A brief history of select(2) (2016) - covers the history of the
select syscall. Early Unixes were very basic.
Select is fundamentally broken (2017) - the follow-up to “A brief history of select(2)”, this covers why
select isn’t that good, performance wise, and how
epoll try to fix some of it’s issues.
Race condition vs data race (2011) - on the topic of things that can go wrong in concurrent programs. Race conditions are any error which occurs under specific timing in the application, whereas data races are explicit cases where two writes write several shared memory locations without any synchronization. They are distinct and one can have one without the other. The neat thing is that data races can be detected automatically, and programs without data races actually have some nice properties.

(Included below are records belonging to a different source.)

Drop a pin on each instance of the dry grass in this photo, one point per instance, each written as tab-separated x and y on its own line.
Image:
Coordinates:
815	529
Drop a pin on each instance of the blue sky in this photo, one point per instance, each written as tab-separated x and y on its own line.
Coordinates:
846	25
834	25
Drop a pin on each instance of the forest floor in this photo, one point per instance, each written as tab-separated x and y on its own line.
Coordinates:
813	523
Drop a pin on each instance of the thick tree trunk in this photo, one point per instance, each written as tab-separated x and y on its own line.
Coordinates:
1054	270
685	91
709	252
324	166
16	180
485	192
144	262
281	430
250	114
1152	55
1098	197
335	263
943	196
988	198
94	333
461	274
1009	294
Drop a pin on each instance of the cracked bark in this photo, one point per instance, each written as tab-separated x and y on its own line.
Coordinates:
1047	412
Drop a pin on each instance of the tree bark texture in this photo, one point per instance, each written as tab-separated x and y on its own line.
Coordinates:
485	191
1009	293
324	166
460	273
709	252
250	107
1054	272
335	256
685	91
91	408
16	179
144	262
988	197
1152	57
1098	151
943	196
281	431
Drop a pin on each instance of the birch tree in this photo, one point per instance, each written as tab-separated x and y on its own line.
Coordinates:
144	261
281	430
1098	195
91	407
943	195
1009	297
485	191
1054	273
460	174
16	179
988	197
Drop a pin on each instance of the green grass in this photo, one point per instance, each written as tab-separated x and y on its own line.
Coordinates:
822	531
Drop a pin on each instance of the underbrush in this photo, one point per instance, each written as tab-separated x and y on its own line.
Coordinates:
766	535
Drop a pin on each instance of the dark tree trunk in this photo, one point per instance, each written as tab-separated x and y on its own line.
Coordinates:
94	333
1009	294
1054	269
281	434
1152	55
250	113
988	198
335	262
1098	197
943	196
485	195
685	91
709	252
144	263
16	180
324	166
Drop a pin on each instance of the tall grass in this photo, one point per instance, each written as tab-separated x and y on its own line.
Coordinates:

Falsehoods programmers believe about [video stuff] (2016) - there’s a cottage industry of these “falsehoods programmers believe about X” and this article has “X = video stuff”. In truth, there’s a lot of these things, and some of them are quite scary. Well worth a read if you’ve ever had to interact with video.
Everything sysadmin: are you load balancing wrong? (2016) - there’s two uses for load balancing - to provide extra capacity or to provide resilience. Your team needs to be clear how you’re using yours. For example, if you’re using them for extra capacity, you might expect the shards to be at almost full capacity. And when one breaks, the others might not be able to handle the extra traffic. If you think you’re doing it for reslliency, you’re going to have a bad time.
Why aren’t application downloads routinely done over HTTPS? (2012) - the bottom line is that you basically only need authenticity, not prevention of MITMs or any other stuff HTTPS provides. Furthermore, due to the way downloads are done (with mirrors etc), you need some extra infrastructure on top of that as well.
Little’s Law (2017) #own - this is one of my own from the last week. It’s about a nice result from queuing theory with many applications in building distributed applications.